While countries all over the world are offering children a variety of exotic foods to dig in to for lunch, American school dinners include foods such as popcorn chicken, tinned beans and cookies as staples of the midday meal.
Sweetgreen, a US restaurant chain, released a set of comparison photographs entitled ‘School Lunches around the World’, documenting school meals from across the globe.
In their image of a UK school lunch, there are fish cakes, brussels sprouts, cabbage, rice, peas and a yogurt parfait with berries.
Highlights from their series include Greece, where they serve baked chicken over orzo, stuffed grape leaves, tomato and cucumber salad, fresh oranges and Greek yogurt with pomegranate seeds, and Spain, where lunches include sautéed shrimp over brown rice and vegetables, gazpacho, fresh peppers, bread and an orange.
School lunch comparisons have also come from Martha Payne, who began the blog Never Seconds in 2012 when she was just nine. It featured daily photos of her school meal, including a health rating and mark out of ten.

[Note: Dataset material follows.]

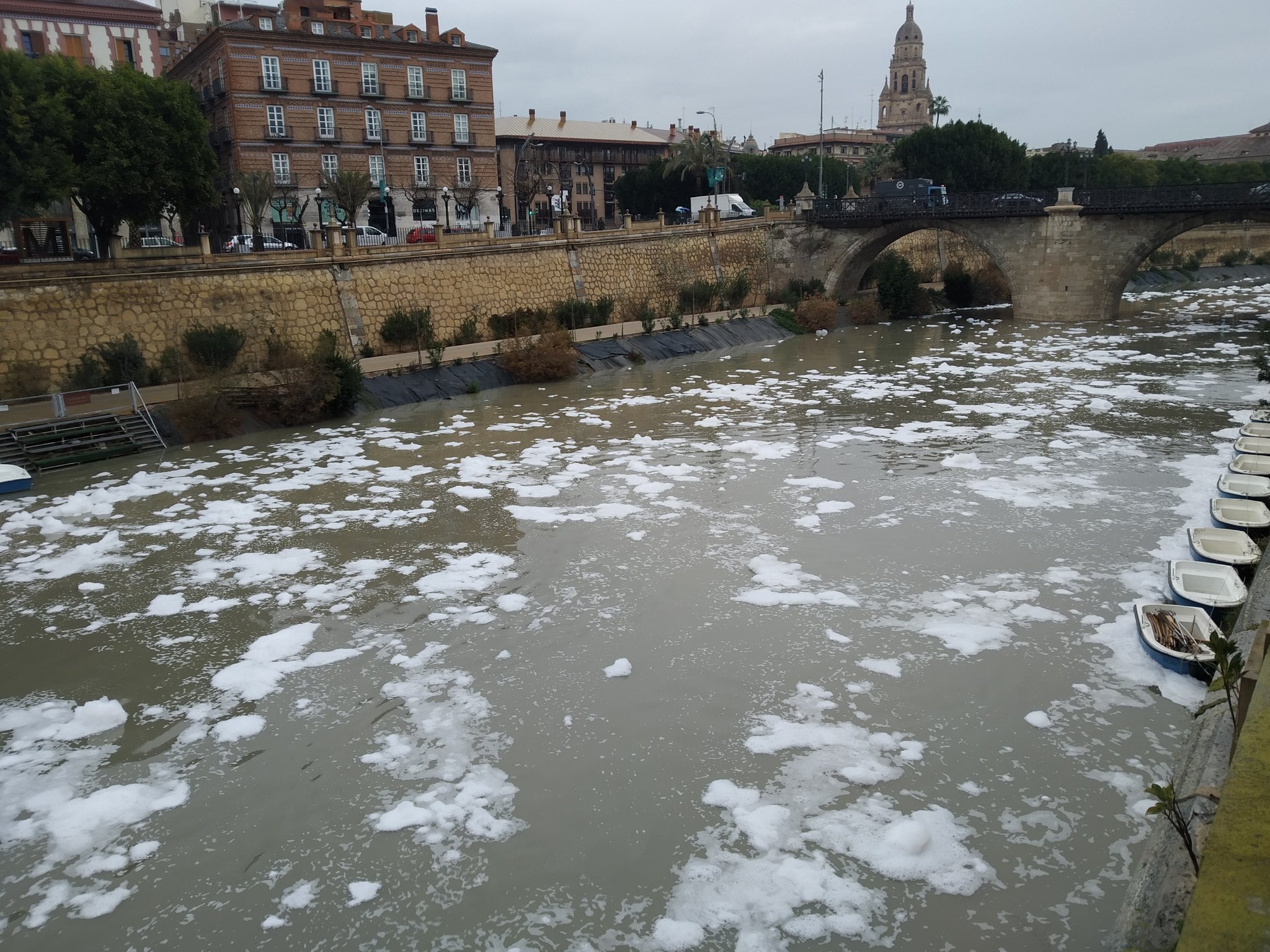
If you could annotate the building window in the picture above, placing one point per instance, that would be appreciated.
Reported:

The blog picked up steam when Martha's school banned her from taking photos of her lunch. The ban was eventually lifted but it encouraged hundreds of children to send photos of their school lunches to the blog.
Jamie Oliver has also been urging the UK to improve school lunches since 2005. In 2012 he said he had "lost faith" in the Government as a result of his ongoing battle over nutritional standards in schools.